Selain pendidikan pertama yang diperoleh dari keluarga, anak-anak seterusnya akan menempuh pendidikan di lembaga formal dan nonformal. Tindakan-tindakan korupsi pun sering dijumpai di sini, seperti menyontek dan terlambat. Aksi terlambat pun tidak hanya sering dilakukan oleh peserta didik, melainkan juga oleh para pendidik. Guru dan dosen yang terlambat datang ke kelas sehingga para peserta didik berkeliaran seperti ayam kehilangan induk merupakan sebuah fenomena korupsi terhadap waktu. Siapa sih yang akan rugi bila menyontek dan terlambat? Bukankah akan lebih bangga dengan nilai hasil belajar sendiri daripada hasil menyontek? Bukankah waktu itu gratis tapi sangat berharga?
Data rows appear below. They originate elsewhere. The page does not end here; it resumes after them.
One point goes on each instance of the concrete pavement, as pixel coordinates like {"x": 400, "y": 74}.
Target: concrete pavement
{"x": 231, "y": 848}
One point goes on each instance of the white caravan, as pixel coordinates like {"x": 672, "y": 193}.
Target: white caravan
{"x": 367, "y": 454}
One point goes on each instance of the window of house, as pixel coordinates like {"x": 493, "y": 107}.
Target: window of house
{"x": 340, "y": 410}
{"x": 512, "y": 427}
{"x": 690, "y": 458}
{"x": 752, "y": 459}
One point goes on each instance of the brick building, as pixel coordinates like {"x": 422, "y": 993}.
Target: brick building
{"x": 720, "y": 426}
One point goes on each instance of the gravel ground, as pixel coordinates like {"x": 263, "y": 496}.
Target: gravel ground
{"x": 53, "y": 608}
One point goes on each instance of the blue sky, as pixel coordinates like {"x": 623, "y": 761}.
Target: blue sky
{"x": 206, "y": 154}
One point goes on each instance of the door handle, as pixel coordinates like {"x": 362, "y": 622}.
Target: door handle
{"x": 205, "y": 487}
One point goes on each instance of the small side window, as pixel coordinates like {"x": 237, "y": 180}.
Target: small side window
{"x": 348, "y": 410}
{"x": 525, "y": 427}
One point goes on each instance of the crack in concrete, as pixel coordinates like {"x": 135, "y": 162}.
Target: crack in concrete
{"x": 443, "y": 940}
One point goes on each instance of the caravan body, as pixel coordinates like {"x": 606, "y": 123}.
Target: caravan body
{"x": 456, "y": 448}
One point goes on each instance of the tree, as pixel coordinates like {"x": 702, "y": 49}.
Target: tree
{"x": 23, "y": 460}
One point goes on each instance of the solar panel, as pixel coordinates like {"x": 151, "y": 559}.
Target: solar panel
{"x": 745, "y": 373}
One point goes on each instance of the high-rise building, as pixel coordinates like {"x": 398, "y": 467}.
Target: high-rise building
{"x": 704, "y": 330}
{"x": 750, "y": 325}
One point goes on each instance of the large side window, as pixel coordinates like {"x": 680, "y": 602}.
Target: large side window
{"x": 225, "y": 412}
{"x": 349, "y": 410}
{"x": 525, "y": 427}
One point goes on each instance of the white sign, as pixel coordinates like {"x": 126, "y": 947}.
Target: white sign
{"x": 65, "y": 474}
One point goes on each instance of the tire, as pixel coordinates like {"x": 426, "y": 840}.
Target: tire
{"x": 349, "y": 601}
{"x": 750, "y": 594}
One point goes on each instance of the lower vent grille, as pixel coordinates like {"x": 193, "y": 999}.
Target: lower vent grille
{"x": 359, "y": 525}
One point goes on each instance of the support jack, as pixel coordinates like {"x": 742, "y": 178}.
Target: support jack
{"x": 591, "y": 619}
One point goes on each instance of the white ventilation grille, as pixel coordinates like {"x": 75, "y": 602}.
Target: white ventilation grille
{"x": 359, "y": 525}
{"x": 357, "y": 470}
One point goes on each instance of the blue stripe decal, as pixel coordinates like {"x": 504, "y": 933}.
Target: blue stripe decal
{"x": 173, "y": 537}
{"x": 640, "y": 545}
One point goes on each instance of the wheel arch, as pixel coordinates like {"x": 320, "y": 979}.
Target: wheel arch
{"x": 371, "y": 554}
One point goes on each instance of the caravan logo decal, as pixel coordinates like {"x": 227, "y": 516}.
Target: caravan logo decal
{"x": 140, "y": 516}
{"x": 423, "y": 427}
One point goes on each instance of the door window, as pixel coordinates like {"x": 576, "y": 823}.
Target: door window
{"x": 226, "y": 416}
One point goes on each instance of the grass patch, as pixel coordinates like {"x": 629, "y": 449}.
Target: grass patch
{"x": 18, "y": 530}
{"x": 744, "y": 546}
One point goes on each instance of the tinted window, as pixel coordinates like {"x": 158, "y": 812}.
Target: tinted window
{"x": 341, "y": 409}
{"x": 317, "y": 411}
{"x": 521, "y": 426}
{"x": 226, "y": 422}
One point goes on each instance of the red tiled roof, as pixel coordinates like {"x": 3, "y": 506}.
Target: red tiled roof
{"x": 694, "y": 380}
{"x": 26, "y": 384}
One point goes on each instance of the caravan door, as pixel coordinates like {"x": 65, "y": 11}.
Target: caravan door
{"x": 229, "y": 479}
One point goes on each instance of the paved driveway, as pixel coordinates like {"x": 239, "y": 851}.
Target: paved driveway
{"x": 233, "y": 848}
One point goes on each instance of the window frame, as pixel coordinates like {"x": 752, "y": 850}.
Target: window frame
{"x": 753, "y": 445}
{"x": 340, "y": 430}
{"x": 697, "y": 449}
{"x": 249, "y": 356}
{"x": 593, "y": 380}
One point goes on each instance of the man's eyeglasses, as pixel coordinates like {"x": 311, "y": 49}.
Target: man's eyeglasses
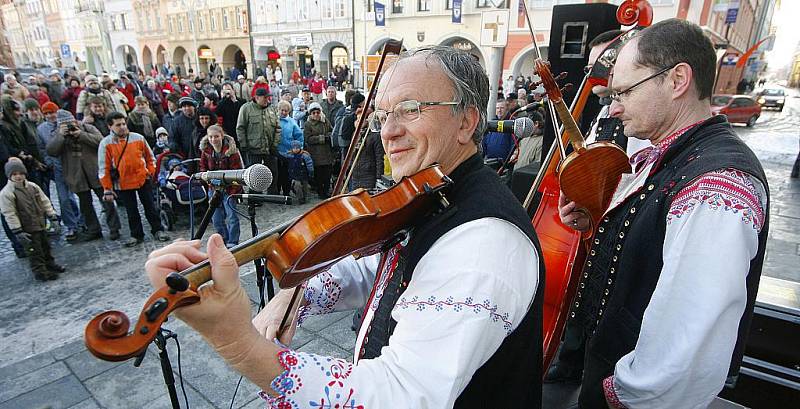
{"x": 618, "y": 96}
{"x": 404, "y": 112}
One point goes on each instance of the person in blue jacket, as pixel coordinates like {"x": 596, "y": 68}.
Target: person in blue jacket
{"x": 290, "y": 132}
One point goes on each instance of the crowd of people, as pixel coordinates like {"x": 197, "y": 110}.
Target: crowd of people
{"x": 96, "y": 136}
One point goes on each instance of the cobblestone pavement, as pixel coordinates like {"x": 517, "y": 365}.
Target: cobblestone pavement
{"x": 43, "y": 362}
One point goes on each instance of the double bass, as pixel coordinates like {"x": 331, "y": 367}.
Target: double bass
{"x": 588, "y": 175}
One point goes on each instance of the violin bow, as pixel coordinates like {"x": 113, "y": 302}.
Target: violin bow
{"x": 353, "y": 151}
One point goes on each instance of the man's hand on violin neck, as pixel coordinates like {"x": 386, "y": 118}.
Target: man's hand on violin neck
{"x": 268, "y": 321}
{"x": 223, "y": 312}
{"x": 222, "y": 316}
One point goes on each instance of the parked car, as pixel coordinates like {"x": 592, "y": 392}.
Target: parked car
{"x": 772, "y": 97}
{"x": 740, "y": 109}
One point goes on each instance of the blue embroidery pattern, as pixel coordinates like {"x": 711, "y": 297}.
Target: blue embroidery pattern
{"x": 485, "y": 307}
{"x": 334, "y": 372}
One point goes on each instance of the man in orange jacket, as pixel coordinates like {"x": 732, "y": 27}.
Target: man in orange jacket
{"x": 126, "y": 165}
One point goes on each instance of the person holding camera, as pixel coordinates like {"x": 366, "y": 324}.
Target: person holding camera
{"x": 25, "y": 206}
{"x": 126, "y": 167}
{"x": 76, "y": 144}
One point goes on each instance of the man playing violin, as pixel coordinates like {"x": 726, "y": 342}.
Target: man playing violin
{"x": 453, "y": 308}
{"x": 679, "y": 252}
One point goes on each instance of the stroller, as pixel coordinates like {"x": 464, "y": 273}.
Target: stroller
{"x": 175, "y": 192}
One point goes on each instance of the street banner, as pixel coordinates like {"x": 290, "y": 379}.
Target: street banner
{"x": 380, "y": 15}
{"x": 456, "y": 15}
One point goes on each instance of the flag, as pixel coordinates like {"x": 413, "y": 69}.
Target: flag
{"x": 456, "y": 15}
{"x": 380, "y": 15}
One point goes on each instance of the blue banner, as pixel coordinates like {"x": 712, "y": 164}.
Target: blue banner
{"x": 456, "y": 17}
{"x": 380, "y": 14}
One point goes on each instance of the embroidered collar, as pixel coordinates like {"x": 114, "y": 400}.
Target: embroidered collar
{"x": 653, "y": 153}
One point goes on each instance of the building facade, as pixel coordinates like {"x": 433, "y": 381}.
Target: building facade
{"x": 124, "y": 43}
{"x": 303, "y": 34}
{"x": 202, "y": 32}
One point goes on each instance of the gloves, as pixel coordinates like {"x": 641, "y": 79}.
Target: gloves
{"x": 23, "y": 238}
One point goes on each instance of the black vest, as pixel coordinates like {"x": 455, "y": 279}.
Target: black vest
{"x": 625, "y": 262}
{"x": 511, "y": 378}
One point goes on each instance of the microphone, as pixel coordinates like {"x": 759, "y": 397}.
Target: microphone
{"x": 520, "y": 127}
{"x": 257, "y": 177}
{"x": 259, "y": 198}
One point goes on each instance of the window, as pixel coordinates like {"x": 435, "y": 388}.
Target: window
{"x": 338, "y": 8}
{"x": 573, "y": 39}
{"x": 240, "y": 18}
{"x": 327, "y": 9}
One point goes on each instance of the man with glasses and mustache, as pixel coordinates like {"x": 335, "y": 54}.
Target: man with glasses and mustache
{"x": 453, "y": 316}
{"x": 682, "y": 244}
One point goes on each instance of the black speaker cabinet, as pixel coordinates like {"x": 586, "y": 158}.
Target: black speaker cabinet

Namun, ada pula program Kantin Kejujuran yang diberlakukan di beberapa sekolah di Indonesia di mana beli, bayar, dan ambil kembalian sendiri. Tujuannya adalah dalam rangka menggalakkan “Gerakan Langsung Anti-korupsi Sejak Dini” (Galaksi). Dengan menanamkan kejujuran pada anak sejak dini, maka diharapkan setelah dewasa mereka dapat menjadi orang yang jujur, apapun pekerjaan mereka nantinya (Yayasan Buddha Tzu Chi Indonesia, 2014).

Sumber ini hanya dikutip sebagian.